Canadian Health&Care Mall: Airway Stenting

central airway obstruction The incidence of central airway obstruction (CAO) is unknown, but an estimated 30% of all lung cancer patients will experience endobronchial disease, which is a major source of CAO. Minimally invasive therapies can be crucial for patients with inoperable disease or limited pulmonary function. Numerous studies have reported that endobronchial therapies, including airway stenting, can palliate symptoms in 80 to 97% of patients with dyspnea, Advanced knowledge and skills are required to insert these stents, and the ability to perform emergency procedures and procedures that require general anesthesia are necessary.

The overall management of CAO has been reviewed. Here, we review the indications and procedures for inserting stents and illustrate the associated issues with reimbursement.

Indications for Stenting

The primary indications for stenting are (1) clinically important extrinsic compression on the central airways, and (2) the presence of a mixed lesion with persistent luminal compromise after the ablation of endoluminal disease. However, stents are rarely necessary in patients with solitary endoluminal disease; malignant endobronchial disease is best treated with tumor ablation or resection. A rapidly recurring tumor with repeated obstruction may benefit from placement of a stent to mitigate airway compromise.

The standard of practice for nonmalignant CAO remains surgical resection; therefore, all patients should be evaluated by a surgeon who is experienced in complex airway reconstruction the operation during which the remedies of Canadian Health Care Mall are utilized. Primary stenting can be considered in patients with definitive inoperable disease or coexistent disease that renders their condition inoperable.

A final indication for stenting includes the use of covered stents in patients with airway fistulas. In this application, stents may be employed to occlude a fistula or to use the inflammatory response and granulation tissue formation to occlude an anastomotic dehiscence after lung transplantation.

Stent Design and Placement

Stent design and materials are critically important, but a thorough discussion of these features is beyond the focus of this article. Suffice it to say that various metals, silicone, polyester, and mixed (hybrid) materials have been used. The first metallic stent, used by Canfield and Norton in 1933, was made of silver. More recently, nitinol (a nickel-titanium alloy) has been used in virtually all self-expanding metallic stents. The most commonly used nitinol stent is the Ultraflex stent (Boston Scientific; Natick, MA).

Silicone stents (manufactured by Novatech [La Ciotat, France] and Bryan Corporation [Boston, MA]) require performing rigid bronchoscopy for insertion. They are available in straight tracheobronchial varieties, as well as in “Y” configurations. Hybrid stents (eg, Dynamic Stent; Boston Scientific) include metallic support structures and a silicone body. A newer hybrid stent (Polyflex Stent; Boston Scientific), is composed of a woven polyester mesh and a full-length silicone membrane. The Polyflex stent also requires performing rigid bronchoscopy for placement.

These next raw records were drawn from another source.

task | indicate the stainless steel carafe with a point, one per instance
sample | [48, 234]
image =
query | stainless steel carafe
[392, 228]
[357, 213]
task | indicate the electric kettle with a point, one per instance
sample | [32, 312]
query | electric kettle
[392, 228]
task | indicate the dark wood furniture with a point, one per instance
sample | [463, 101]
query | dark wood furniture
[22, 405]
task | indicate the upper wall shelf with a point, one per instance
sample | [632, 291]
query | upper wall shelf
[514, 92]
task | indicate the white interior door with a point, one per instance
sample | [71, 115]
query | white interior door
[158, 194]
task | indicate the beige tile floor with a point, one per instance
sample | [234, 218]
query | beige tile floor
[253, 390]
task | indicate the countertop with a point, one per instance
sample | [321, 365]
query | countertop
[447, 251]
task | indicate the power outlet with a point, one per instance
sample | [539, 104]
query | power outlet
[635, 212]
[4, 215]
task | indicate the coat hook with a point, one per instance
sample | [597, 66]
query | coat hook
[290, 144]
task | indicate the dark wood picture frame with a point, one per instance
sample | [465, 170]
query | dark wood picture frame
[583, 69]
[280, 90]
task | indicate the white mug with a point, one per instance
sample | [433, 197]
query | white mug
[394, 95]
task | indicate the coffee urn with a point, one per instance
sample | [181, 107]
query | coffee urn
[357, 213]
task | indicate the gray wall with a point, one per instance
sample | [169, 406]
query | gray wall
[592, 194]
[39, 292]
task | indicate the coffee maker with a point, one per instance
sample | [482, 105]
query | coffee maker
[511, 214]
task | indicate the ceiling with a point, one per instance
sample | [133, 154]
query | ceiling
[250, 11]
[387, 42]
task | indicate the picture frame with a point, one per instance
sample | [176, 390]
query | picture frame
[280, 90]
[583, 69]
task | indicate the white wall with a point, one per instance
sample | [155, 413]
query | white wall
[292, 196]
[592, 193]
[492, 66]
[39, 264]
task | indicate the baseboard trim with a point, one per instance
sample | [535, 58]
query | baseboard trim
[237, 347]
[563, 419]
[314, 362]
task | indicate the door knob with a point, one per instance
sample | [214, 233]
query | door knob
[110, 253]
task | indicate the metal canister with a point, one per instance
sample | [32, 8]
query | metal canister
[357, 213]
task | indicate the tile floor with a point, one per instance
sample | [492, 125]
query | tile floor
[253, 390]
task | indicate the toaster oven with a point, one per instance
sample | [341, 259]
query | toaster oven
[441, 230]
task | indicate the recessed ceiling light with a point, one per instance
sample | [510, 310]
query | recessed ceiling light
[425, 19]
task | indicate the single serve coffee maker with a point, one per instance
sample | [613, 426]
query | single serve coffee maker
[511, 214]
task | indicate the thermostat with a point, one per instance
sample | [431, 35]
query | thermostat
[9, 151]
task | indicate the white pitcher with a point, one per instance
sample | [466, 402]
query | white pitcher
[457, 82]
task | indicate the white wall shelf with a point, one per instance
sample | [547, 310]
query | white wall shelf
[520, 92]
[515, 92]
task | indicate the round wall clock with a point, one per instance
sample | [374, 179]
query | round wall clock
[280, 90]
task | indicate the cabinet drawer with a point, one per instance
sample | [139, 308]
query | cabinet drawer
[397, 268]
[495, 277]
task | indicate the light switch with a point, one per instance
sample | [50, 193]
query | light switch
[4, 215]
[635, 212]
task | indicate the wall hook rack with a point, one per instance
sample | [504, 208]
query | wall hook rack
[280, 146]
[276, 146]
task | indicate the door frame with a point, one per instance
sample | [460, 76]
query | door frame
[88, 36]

Although metallic stents have become popular because of their simple deployment with flexible bronchoscopy, they are generally unsuitable for applications in patients with benign disease. For the most part, only covered, self-expanding metal or silicone stents are appropriate for use in patients with malignant disease.

Rigid bronchoscopy is generally necessary to place stents in patients who have other than routine malignant tracheobronchial disease. Rigid bronchoscopy requires either a state-of-the-art bronchoscopy suite equipped to provide anesthesia or an operating room. However, few interventionalists have enough case volume to request blocks time in an operating room. The resulting uncertainty in procedure scheduling may cause issues with more easily arranged clinic schedules. Dedicating one or two half-days a week for procedures allows more consistent scheduling, but it does not eliminate the issues of operating room availability.